So Max Mosley is the son of Oswald Mosley. I didn't know that. I could have looked it up on Wikipedia as it's there.

For those who don't know, Max Mosley is president of something called the FIA which governs Formula 1 motor racing and other motor racing competitions. Oswald Mosley was of course the head of the pre and post WW2 fascist party in Britain. He was married to one of the Mitford sisters. Both of Max's parents were from the British aristocracy and friends of the rich and famous, including the Duke and Duchess of Windsor. Max was bought up in the world of public (UK private) schools and Oxbridge universities.

I thought at first it was just my ignorance in not associating Max with his father. The two people I called after I found out also did not know, although they had seen Max's name in the papers many times and knew what he did. They were sensible people who usually have a better knowledge of current affairs than me.
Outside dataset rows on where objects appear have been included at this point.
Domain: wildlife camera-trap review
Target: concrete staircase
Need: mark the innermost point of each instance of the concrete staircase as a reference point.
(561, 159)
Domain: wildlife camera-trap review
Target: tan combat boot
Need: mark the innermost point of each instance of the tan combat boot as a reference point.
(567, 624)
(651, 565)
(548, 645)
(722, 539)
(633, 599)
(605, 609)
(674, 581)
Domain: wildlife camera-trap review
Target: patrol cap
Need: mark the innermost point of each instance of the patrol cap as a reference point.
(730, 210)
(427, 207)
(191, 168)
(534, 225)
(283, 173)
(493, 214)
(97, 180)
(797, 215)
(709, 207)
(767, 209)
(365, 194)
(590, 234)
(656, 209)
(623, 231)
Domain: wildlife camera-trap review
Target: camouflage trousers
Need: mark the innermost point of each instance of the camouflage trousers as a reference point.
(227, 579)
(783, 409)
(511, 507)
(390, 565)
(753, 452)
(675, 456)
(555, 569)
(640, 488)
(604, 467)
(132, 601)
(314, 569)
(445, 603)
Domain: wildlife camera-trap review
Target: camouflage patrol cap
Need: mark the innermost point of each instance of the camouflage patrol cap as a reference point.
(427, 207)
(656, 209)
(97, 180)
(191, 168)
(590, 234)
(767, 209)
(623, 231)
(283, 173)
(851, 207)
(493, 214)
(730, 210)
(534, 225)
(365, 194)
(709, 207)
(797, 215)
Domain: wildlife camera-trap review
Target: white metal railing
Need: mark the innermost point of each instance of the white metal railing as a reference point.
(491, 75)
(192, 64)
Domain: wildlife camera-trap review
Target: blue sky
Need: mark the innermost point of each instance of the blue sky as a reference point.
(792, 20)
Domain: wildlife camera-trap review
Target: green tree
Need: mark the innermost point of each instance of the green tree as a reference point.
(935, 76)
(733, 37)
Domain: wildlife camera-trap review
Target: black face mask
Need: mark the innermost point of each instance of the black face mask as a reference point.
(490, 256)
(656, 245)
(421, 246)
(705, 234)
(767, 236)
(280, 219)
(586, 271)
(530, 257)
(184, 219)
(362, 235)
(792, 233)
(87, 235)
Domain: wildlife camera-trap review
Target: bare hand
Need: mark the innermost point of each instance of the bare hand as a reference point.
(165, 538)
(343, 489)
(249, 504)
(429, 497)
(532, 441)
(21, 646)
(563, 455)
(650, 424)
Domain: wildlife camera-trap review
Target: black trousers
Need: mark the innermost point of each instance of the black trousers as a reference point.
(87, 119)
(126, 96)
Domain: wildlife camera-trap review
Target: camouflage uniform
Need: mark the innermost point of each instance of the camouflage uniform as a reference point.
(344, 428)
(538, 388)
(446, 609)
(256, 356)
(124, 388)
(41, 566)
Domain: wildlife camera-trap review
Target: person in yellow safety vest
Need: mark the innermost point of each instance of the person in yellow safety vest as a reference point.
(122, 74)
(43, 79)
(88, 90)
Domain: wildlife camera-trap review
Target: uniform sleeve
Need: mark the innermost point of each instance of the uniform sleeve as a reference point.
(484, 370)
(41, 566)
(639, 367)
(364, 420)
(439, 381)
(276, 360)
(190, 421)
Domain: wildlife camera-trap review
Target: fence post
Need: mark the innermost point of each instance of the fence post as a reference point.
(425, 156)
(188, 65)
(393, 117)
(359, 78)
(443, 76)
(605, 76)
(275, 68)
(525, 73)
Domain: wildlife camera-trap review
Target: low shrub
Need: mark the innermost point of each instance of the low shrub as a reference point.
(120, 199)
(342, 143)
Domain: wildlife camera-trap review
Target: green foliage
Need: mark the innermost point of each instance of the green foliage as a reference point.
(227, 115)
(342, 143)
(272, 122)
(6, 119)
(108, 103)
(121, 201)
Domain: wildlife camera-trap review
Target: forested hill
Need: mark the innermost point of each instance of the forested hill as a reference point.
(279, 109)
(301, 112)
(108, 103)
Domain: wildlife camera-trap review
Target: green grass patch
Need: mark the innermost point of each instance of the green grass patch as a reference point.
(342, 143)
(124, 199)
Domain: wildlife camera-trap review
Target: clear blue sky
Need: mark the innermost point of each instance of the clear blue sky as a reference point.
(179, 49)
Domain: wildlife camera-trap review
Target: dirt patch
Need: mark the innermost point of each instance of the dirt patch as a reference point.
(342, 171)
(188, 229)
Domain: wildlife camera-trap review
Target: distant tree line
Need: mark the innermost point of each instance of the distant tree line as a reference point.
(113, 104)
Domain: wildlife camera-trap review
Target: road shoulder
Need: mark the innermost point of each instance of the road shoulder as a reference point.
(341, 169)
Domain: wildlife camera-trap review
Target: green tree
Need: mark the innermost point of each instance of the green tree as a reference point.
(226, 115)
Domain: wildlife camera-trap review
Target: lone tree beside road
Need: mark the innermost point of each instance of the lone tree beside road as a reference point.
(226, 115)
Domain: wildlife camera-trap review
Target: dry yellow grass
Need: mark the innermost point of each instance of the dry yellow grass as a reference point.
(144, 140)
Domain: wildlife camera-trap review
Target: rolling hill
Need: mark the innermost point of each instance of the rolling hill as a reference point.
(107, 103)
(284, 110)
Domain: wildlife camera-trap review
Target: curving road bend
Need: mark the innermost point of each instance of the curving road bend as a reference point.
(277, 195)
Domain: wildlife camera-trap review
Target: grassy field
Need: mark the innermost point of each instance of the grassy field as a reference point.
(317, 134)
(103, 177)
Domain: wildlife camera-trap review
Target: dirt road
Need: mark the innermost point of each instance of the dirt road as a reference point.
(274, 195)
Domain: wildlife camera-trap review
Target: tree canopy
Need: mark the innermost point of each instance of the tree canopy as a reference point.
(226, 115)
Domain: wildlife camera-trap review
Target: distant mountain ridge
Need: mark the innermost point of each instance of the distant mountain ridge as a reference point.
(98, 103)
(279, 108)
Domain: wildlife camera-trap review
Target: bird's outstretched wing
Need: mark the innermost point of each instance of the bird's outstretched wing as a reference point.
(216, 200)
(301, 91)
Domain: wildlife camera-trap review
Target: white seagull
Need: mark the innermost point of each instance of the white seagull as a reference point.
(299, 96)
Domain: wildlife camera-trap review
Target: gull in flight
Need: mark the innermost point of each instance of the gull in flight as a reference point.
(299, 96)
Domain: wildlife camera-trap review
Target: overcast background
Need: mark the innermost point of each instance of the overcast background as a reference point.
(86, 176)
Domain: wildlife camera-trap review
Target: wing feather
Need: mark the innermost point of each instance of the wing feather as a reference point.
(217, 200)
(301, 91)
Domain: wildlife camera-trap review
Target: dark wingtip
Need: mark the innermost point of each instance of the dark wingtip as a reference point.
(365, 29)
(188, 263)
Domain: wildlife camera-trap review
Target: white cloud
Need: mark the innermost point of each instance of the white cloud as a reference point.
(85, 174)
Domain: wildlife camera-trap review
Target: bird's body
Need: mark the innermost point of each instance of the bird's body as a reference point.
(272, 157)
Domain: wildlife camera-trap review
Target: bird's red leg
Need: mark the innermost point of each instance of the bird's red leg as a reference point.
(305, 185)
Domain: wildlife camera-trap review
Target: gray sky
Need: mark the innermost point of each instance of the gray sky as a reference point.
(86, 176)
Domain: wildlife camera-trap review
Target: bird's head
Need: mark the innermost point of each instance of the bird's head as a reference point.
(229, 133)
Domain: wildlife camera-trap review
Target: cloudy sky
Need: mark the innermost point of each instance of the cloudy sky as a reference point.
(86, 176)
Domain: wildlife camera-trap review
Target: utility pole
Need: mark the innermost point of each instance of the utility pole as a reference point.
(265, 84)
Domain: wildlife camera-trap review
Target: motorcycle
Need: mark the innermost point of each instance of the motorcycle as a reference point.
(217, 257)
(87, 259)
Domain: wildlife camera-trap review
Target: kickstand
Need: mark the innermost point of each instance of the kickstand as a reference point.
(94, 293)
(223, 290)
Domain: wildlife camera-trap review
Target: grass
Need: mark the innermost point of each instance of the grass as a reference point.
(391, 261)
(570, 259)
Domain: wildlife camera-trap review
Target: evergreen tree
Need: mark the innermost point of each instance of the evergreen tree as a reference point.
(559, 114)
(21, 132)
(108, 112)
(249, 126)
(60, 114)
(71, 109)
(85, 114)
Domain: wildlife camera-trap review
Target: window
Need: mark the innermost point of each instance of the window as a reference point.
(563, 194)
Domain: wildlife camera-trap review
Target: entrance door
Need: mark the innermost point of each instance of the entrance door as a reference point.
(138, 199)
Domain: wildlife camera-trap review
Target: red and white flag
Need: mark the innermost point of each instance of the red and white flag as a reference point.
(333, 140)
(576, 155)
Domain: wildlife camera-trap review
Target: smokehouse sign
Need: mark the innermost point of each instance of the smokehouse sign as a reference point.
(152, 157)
We only found out because one of Murdoch's UK papers discovered a sex scandal involving Max Mosley, some prostitutes and Nazi uniforms. The paper, News of the World, is an embarrassment, with years of titillating the public on Sunday with sex scandals.

We shouldn't blame a son for the sins of his parents. That isn't fair. But if, say Ronnie Bigg's son became head of the FA how often would the papers be able to resist printing, "Joe Biggs, son of the Great Train Robber". Most that follow UK sport probably know that snooker player Ronnie O'Sullivan's father is in prison for murder. So how come myself and the next two people I telephoned didn't know about Max Mosley.

On top of all this Max was, as a young man at least, and maybe still is a fascist. He went out on the streets campaigning for them. So why isn't it general public knowledge.? Usually I try to avoid conspiracy theories, but to me it looks like the old school tie and aristocrat networks at work.

What scares me about this is we could well have both an old Etonian London Mayor and a Tory cabinet filled with 'chaps' from the leading public schools in the near future. Everything will be decided behind closed doors and corruption will be on par with a banana republic. Don't trust these people.